Forcing Students to Pay More
- Tuition increases are not the answer to underinvestment in CUNY. Public higher education’s ability to raise revenue has been interpreted by New York State as permission to cut appropriations.
- Whenever the state withdraws funding from CUNY, it taxes students by increasing tuition, with little benefit to CUNY’s bottom line.
–In FY 1990/91, tuition and fees as a portion of CUNY’s total budget were 21.4%.
–In FY 2010/11, tuition and fees as a portion of CUNY’s total budget are 41.9%.
- The result? Students are paying more and CUNY is getting less.
The Tuition Assistance Program (TAP) Will Not Reduce the Hardship of Tuition Hikes
- Students are shouldering a greater share of the burden of funding CUNY even when TAP is taken into account. Students’ out-of-pocket cost (tuition minus TAP aid) as a proportion of the CUNY budget has increased from 16.5% to 33.5% since 1990-91.
- Some of the neediest students at CUNY attend the University part-time. Most low-income part-time students do not benefit from TAP. In 2009, CUNY enrolled 77,789 part-time students. HESC data estimated that only 142 part-time CUNY students received TAP that year.
- 20,000 low-income students whose financial aid is determined by TAP’s Independent Awards Schedule —essentially New York City’s working poor—are unduly harmed by tuition hikes because they are subject to an eligibility schedule for TAP that has not been adjusted since 1994.
- Students who have exhausted their financial aid are also particularly vulnerable to tuition hikes. For the 2009-10 academic year, HESC estimated that 8,145 CUNY students exhausted their TAP eligibility before they graduated.

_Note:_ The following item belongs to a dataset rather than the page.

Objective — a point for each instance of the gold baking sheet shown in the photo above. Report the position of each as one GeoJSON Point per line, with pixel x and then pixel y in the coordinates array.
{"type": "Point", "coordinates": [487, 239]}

- The Governor’s continuation of most of last year’s TAP cuts and changes will amplify the effect of the recent tuition hike. Elimination of graduate student TAP awards and the leveling-down of eligibility standards for independent married students without dependents will hurt CUNY students. The Governor’s acceptance of more stringent Standards of Academic Progress for TAP should be of particular concern. Even under the previous standards—the standards that were in place before this year—10,543 students lost their financial aid.
Privatization and Public Private Partnerships are Not the Solution to Lack of Funding
- Public-Private Partnerships and other PHEEIA-type proposals are not the answer to CUNY’s funding needs.
- Innovation, additional funds from patents, and creative arrangements with non-profits and the corporate sector will flow from increased public investment.
- If CUNY were fully funded, we would have four to five thousand more full-time faculty with a workload that would allow for more cutting-edge research and the consequent social and economic contributions to New York. Without the necessary public investment, we will continue to struggle and not be able to realize our full potential.
Revenue and Investment in CUNY is the Solution
- There are many revenue-generating proposals that would be appropriate at this time, for example:
–Extending the Personal Income Tax surcharge (the “millionaires tax”)
–Closing corporate loopholes, including the treatment of hedge fund managers’ income
–Retaining a portion of the stock transfer tax
New York needs to rebuild, not destroy. Public investment in CUNY makes sense.